With gold prices recovering on Monday after dropping more than 2% last week, we turned to esteemed commodities investor Dennis Gartman for insights.
And he tells us, reduce positions - keep some power dry. Sell gold into any rally.
“I had been long of gold (in yen terms),” he tells us, but now, long is wrong.
“In the stock market a 1% move is random noise, but when something moves against you 1% in the foreign exchange market, it's material. Pay attention. When something moves against you 1%, as gold has moved against me, I go to the sidelines.”
At the time of writing Gartman was looking to cut his gold position in half.
Meanwhile, in the oil market, Gartman reiterated what he first told Fast Money last week. That is, he thinks the path of least resistance is lower for crude oil.
“There’s a lot of crude around – the term structure of futures market tells you that – WTI is in contango .”

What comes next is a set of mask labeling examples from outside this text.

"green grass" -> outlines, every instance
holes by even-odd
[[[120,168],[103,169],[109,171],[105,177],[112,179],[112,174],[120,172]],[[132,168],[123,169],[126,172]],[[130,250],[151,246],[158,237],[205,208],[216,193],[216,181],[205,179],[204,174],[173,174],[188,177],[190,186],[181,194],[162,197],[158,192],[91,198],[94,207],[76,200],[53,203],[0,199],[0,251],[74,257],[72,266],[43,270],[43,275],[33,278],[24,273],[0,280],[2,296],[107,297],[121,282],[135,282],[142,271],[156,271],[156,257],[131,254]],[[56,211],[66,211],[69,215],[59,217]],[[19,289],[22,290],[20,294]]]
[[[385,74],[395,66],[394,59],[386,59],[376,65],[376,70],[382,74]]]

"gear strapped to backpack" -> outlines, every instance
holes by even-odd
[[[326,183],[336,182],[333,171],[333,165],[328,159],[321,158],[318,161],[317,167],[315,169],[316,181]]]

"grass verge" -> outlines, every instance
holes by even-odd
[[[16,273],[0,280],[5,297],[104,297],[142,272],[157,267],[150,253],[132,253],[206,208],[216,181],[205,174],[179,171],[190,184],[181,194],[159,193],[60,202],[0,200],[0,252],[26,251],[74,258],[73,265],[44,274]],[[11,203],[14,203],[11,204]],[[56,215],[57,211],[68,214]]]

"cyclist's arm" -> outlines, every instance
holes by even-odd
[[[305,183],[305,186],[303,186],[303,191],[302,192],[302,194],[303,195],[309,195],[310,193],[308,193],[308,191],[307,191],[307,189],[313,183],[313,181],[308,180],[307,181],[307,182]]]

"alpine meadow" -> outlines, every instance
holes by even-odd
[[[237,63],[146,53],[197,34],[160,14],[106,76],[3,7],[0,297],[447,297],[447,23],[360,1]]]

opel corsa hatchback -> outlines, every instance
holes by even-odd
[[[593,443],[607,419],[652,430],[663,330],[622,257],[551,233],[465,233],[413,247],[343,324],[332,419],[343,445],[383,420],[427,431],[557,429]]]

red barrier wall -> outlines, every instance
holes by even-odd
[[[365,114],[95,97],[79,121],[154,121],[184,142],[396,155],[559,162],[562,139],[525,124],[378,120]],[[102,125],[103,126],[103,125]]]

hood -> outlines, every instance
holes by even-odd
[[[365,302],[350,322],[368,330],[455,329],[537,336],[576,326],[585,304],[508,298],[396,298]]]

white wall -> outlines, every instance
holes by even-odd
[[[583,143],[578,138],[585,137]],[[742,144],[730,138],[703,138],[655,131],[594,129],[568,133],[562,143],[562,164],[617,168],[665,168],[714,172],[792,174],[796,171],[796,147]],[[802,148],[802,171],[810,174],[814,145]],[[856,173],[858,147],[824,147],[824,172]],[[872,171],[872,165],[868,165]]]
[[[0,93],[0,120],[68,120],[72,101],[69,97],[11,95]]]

“When deferred futures are higher than the nearby, when the nearby are above spot – it’s telling you crude is ample in supply.”
Last week, while we were talking to Dennis Gartmanabout oil he told us, ““I think you have to be very careful trading crude. If it wasn’t for the philosophical problems of the Middle East – crude would be trading $80.”
And, while we had Gartman's attention, we also asked Gartman about nat gas.
“I have a theory that the commodities markets often try to get to the obscene number – the number no one thought possible. In nat gas, I think we get to a 1-handle."